I had been told for years that the ”Dreaded Cacophony” was coming. And about 12 years ago it finally got here. The “dreaded cacophony” had become a reality. I think it was first heard in Alachua County, FL in a tiny temporary runoff puddle by the post office. Then, that same year it a second cacophony was heard a few miles away in an even smaller puddle at the entrance of a subdivision. The noises sounded like a series of rivet guns badly in need of oiling. The next year it was heard from a couple of more ponds and the year following from still more. The cacophonists were here and it seemed they were here, despite winters that were a lot colder than those where they had evolved, to stay.

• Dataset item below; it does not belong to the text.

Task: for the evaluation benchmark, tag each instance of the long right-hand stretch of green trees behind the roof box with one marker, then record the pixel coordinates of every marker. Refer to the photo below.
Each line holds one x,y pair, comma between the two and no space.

So what is this critter? What is this cacophonist? Why the Cuban treefrog,
Osteopilus septentrionalis, of course. This is a big hylid with a big appetite and it seems to be an inordinately fecund species. It was first noticed in Florida in the 1920s on Mattecumbe Key, where it is thought to have arrived as a stowaway (could it have actually rafted here naturally? Why not? Cuba is only 90 miles away and some of the Bahama Islands are even closer). By the ‘50s it had moved northward and was well established on the Florida mainland. Once here it seems to have edged its way a bit northward with every passing year. Ignored at first, it is now classified as an invasive species and has accrued many enemies. Why? Because as a big frog (females can reach a snout-vent length of 5 inches, males less than half that) with (I don’t think I mentioned its appetite before) a prodigious appetite and what gets eaten must eventually be excreted! The Cuban treefrog can be and often is a messy neighbor that consumes not only insects and other arthropods, but our native treefrogs as well. And it does have a virulent protective skin secretion that, if you are careless enough to rub your eyes and you haven’t washed your hands thoroughly after handling a Cuban treefrog, will bring on considerable discomfort and copious tears. You will have cause to remember this frog unkindly. To this I can attest!
So is there anything good about this frog? Well, truthfully, in its now confirmed role as a toxic-skinned, invasive, cannibal, not too much. But they’re here and they’re spreading, and I do think that they are a bit over-maligned. I heard the argument that they would wipe out our native treefrogs when I lived in Miami 60 years ago. But you know what? Despite a robust population of Cuban treefrogs our native hylids are still there—perhaps in reduced numbers—but they are still there. I wonder if we can ever learn to live with the big invasive?
Brown, with or without a darker pattern, is the most commonly seen color of the Cuban treefrog.
Capable of noted color changes, the same Cuban treefrog may be brown one minute and green 5 minutes later.